Среди них особенно выделялся долговязый хохол с тараканьими усами, который постоянно ломал себе руки, ноги и ребра. Все товарищи звали его Мишель, хотя его матушка, поехавшая вслед за ним в эмиграцию, чтобы ее сыночек не остался там без присмотра и не попал под влияние нехороших людей или оглобли конки, утверждала его происхождение по ее линии из рода графьев Соллогубов.

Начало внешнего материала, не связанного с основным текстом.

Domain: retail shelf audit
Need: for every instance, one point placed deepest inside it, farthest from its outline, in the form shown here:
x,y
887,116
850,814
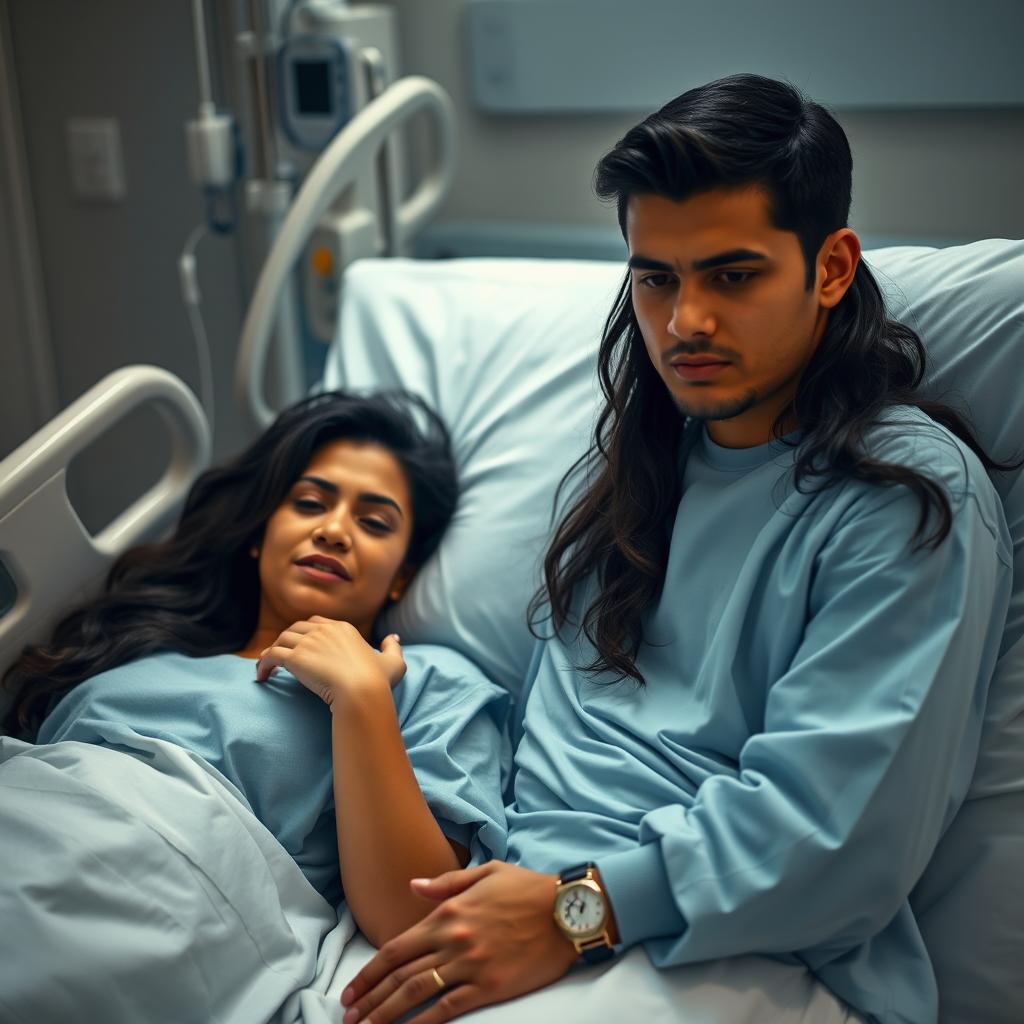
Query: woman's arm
x,y
387,835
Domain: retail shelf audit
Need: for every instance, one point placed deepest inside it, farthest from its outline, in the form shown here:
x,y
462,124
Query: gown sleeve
x,y
868,742
455,724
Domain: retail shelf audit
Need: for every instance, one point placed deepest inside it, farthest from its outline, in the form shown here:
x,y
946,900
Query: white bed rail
x,y
51,558
347,164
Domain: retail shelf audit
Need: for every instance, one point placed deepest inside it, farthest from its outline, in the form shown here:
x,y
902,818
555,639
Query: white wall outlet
x,y
97,169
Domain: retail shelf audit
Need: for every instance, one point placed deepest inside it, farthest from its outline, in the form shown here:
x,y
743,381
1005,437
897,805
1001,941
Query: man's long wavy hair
x,y
737,132
198,593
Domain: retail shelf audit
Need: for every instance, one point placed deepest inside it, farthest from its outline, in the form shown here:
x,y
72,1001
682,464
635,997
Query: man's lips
x,y
697,370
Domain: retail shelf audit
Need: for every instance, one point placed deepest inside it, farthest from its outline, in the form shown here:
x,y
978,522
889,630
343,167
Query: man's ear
x,y
838,261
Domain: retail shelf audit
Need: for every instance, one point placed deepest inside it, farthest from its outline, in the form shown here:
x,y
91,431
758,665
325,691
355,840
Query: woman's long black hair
x,y
737,132
198,593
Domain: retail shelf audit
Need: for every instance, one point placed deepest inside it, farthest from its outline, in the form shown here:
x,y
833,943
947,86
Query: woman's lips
x,y
324,574
697,371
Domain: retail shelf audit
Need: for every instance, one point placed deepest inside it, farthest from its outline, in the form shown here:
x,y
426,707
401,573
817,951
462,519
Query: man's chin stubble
x,y
723,411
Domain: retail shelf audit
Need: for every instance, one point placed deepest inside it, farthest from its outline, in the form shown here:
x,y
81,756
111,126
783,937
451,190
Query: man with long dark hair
x,y
773,607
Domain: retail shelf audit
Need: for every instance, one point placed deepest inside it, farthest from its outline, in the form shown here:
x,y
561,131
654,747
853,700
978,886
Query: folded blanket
x,y
136,885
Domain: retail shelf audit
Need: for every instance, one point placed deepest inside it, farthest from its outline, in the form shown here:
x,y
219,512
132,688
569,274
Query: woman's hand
x,y
331,657
493,938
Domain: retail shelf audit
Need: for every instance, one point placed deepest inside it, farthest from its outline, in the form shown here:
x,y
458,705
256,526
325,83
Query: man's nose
x,y
691,315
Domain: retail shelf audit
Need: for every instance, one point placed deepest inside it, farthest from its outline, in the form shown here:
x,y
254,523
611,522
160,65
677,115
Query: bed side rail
x,y
45,551
345,166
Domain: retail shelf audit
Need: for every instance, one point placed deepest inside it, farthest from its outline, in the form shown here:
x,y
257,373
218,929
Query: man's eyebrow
x,y
646,263
368,496
709,263
732,256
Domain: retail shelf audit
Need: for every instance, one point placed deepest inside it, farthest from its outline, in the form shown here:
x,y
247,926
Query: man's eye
x,y
655,280
734,276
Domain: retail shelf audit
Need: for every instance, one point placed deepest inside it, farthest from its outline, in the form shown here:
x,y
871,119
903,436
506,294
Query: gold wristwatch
x,y
584,913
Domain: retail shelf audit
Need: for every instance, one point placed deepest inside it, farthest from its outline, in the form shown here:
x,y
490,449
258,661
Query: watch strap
x,y
596,950
577,871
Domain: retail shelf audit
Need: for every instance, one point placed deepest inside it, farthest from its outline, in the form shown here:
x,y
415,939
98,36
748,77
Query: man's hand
x,y
492,938
331,657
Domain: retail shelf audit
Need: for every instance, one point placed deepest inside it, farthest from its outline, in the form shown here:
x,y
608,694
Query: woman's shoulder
x,y
442,670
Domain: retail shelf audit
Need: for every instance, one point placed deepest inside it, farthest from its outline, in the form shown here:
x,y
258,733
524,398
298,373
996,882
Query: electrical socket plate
x,y
97,170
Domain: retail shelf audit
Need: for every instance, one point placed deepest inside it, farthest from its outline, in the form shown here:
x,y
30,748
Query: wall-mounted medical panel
x,y
558,56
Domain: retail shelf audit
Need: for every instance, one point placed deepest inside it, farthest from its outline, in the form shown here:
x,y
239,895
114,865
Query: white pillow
x,y
506,351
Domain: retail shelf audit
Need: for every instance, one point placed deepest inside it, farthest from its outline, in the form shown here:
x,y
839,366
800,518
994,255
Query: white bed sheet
x,y
138,886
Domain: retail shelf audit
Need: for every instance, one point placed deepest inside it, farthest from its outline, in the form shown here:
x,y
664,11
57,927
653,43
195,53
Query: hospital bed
x,y
506,351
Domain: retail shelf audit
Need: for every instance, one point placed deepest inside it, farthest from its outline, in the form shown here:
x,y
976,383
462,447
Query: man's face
x,y
720,295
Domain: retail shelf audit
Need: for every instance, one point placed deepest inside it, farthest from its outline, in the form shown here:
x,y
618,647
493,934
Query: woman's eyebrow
x,y
367,496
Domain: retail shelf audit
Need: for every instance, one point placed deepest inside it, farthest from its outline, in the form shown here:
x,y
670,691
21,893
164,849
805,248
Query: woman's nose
x,y
336,530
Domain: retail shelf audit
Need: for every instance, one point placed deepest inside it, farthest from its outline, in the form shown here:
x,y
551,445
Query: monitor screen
x,y
312,86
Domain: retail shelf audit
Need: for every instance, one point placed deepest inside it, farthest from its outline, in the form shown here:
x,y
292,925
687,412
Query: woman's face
x,y
337,545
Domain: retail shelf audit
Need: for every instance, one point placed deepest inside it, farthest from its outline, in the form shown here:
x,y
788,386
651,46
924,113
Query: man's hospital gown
x,y
809,725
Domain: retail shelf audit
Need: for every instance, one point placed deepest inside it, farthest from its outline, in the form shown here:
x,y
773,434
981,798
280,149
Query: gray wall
x,y
935,174
110,269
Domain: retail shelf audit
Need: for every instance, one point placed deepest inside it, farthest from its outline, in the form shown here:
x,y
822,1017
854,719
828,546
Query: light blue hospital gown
x,y
272,740
810,722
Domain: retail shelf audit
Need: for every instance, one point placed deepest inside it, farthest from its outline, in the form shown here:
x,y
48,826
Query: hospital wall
x,y
109,270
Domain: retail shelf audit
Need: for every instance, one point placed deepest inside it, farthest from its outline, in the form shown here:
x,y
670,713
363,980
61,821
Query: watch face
x,y
580,909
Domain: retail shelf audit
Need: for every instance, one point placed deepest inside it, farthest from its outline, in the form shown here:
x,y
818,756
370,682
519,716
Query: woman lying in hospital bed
x,y
238,658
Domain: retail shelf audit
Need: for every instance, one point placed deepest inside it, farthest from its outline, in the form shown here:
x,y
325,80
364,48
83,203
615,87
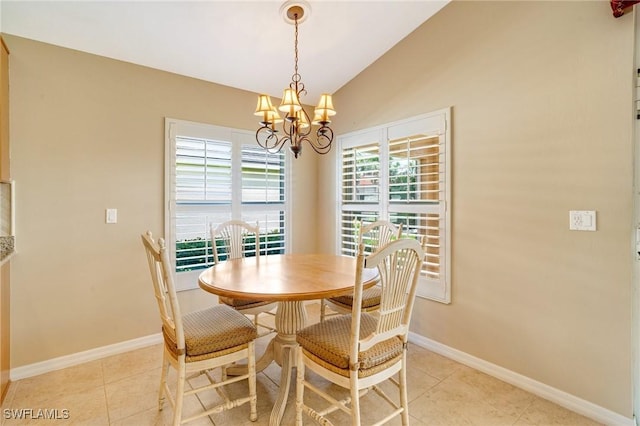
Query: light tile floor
x,y
123,389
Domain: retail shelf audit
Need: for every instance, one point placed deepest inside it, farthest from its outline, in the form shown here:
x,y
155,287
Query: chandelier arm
x,y
267,138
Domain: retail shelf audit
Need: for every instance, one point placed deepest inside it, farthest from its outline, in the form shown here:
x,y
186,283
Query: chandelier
x,y
296,125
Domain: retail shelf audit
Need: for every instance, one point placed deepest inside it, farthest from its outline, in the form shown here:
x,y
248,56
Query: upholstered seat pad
x,y
329,341
212,330
370,298
243,303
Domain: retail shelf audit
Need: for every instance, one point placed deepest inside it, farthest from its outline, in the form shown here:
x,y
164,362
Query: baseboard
x,y
571,402
81,357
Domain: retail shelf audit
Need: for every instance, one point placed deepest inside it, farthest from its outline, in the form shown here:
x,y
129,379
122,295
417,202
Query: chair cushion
x,y
243,303
329,341
370,298
219,328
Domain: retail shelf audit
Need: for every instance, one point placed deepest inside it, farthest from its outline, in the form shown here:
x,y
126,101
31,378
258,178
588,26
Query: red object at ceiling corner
x,y
619,6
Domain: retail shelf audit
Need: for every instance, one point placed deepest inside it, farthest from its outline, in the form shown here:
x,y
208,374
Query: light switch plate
x,y
582,220
111,216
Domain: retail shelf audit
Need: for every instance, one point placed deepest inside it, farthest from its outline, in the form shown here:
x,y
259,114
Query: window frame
x,y
436,123
236,209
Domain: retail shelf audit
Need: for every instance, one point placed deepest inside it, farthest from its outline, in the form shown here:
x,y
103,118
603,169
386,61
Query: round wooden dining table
x,y
289,279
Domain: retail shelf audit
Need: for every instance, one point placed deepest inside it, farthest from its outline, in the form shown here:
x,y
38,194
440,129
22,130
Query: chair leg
x,y
404,398
299,387
251,365
182,377
323,309
355,399
163,380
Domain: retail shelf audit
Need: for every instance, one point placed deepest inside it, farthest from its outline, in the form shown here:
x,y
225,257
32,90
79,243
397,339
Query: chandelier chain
x,y
295,50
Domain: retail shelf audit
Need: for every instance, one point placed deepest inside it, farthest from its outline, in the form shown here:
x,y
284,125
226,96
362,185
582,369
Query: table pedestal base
x,y
291,316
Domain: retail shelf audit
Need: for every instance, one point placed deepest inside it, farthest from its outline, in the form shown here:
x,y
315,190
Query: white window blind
x,y
401,172
215,174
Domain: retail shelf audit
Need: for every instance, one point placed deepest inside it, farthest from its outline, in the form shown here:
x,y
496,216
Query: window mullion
x,y
236,179
384,175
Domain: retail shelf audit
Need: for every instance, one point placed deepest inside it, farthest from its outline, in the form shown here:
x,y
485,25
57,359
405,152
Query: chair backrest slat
x,y
398,263
234,235
164,288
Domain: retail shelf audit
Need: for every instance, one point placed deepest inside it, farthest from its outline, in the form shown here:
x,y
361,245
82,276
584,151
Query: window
x,y
401,172
214,174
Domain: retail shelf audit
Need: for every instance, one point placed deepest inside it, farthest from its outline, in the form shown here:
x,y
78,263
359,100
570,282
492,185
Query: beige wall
x,y
541,96
87,134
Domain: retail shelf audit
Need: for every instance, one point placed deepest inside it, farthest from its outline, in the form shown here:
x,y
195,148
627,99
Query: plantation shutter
x,y
418,195
214,174
263,196
360,187
400,172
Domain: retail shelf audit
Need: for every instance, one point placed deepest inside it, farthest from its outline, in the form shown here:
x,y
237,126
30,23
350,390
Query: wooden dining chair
x,y
372,236
360,350
198,342
234,239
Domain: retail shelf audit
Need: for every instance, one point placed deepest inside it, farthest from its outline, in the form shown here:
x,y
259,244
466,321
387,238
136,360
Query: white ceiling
x,y
243,44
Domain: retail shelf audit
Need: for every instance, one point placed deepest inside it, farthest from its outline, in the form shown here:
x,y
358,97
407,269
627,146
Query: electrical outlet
x,y
582,220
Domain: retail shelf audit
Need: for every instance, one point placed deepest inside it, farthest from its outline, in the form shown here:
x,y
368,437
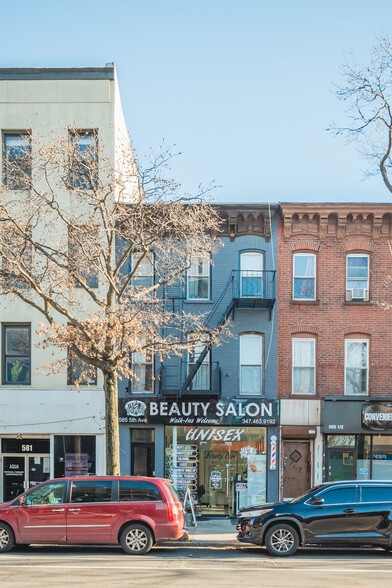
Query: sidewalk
x,y
217,532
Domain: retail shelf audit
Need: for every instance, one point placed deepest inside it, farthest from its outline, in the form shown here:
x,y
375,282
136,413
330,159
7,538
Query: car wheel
x,y
136,539
281,540
7,539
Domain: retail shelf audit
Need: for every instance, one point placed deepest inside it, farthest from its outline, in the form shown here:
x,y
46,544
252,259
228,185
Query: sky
x,y
243,89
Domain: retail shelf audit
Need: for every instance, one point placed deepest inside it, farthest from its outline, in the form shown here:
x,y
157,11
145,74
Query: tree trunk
x,y
112,427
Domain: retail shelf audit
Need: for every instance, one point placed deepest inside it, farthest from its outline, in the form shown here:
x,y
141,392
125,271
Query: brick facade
x,y
331,231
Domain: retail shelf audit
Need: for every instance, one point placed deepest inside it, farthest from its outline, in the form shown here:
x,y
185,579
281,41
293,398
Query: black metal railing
x,y
254,284
206,381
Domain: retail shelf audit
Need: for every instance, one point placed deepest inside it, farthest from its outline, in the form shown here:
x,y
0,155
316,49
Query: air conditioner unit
x,y
357,294
349,294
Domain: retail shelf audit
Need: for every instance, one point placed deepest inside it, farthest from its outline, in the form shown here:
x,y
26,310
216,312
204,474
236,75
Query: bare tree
x,y
79,236
368,93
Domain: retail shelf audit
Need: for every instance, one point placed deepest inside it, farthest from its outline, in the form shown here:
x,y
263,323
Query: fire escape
x,y
244,290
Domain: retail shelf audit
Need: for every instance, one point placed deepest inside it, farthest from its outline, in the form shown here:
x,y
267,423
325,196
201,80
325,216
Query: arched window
x,y
304,365
251,364
304,276
251,274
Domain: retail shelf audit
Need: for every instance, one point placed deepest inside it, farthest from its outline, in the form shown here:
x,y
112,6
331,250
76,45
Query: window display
x,y
225,468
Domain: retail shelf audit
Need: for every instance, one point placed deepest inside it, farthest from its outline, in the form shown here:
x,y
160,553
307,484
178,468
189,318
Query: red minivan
x,y
135,512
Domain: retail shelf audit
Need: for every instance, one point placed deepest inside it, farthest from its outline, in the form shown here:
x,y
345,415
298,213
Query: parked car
x,y
354,513
134,512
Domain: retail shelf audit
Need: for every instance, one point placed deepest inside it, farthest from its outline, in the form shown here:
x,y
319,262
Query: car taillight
x,y
173,510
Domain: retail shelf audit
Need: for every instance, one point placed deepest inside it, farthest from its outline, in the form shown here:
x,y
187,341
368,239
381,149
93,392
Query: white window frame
x,y
243,255
310,340
192,359
298,254
145,363
349,340
136,277
190,275
359,279
241,337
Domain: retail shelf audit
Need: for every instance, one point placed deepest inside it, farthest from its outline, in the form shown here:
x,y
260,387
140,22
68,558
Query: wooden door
x,y
296,468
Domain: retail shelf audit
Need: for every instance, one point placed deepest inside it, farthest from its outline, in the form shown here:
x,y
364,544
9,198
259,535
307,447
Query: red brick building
x,y
335,343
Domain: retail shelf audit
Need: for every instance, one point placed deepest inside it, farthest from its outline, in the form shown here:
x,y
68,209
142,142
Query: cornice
x,y
337,221
248,219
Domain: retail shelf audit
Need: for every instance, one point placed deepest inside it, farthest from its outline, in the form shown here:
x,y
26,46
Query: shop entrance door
x,y
21,472
142,460
296,468
341,464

Он и от товарищей требовал, чтобы его называли Сигизмундом.

– Как же тебя матушка называет? – приставал к нему Артемий Иванович. – Сизей?

– Нет, по-другому… – смущался Мишель.

– Ну вот что, – обычно начинал самодурствовать Артемий Иванович. – Раз у тебя такое нецензурное имя, полезай в пруд. Там Петр Лаврович давеча очки обронил.

Во время этих очкоискательств Мудя и нашел под водою свой конец. Ему были учинены пышные похороны. Его матушка вместе с его сожительницей, разведенной купчихой мадам Казаковой, на пару закатили настоящий пир на берегу пруда, на который съехались голодные товарищи не только из Женевы и Парижа, но даже несколько представителей из России.

– В этом грязном пруду последний раз екнуло пламенное сердце, отдававшее все свои соки лону русской революции… – сотворил Артемий Иванович гражданскую панихиду, после чего взял жестяную тарелку и стал обходить пирующих товарищей для сбора денег на покупку паровой землечерпалки и на новые очки безутешному Петру Лаврову, не сумевшего по причине их отсутствия приехать из Парижа с деньгами на празднество.

На собранные гроши удалось прикупить только траурный венок, который был пущен мадам Казаковой и матерью с борта лодки на воду в том самом месте, указанном Артемием Ивановичем, где их сын и муж пускал последние пузыри. Лодка оказалась очень неустойчивой, а Артемий Иванович нетрезв, и спустя несколько минут они тоже пускали здесь пузыри, но на их похороны денег уже не было и они были похоронены за счет кантона. С этих пор энтузиазм остальных вовсе заглох и пруд был отдан Артемию Ивановичу в единоличное попечение, в то время как революционеры с жаром и пеной у рта обсуждали грядущие многомиллионные дивиденды, сидя в женевских кафе за купленным на последние деньги пивом. К началу июля пруд пересох и племенные лягушки бесследно исчезли. Артемий Иванович понял, что ему тоже пора исчезать, что тут же и сделал, предварительно испросив последний кредит у революционеров на хлорную известь для освежения воды, пообещав получить в Париже компенсацию у Лаврова и тут же все вернуть.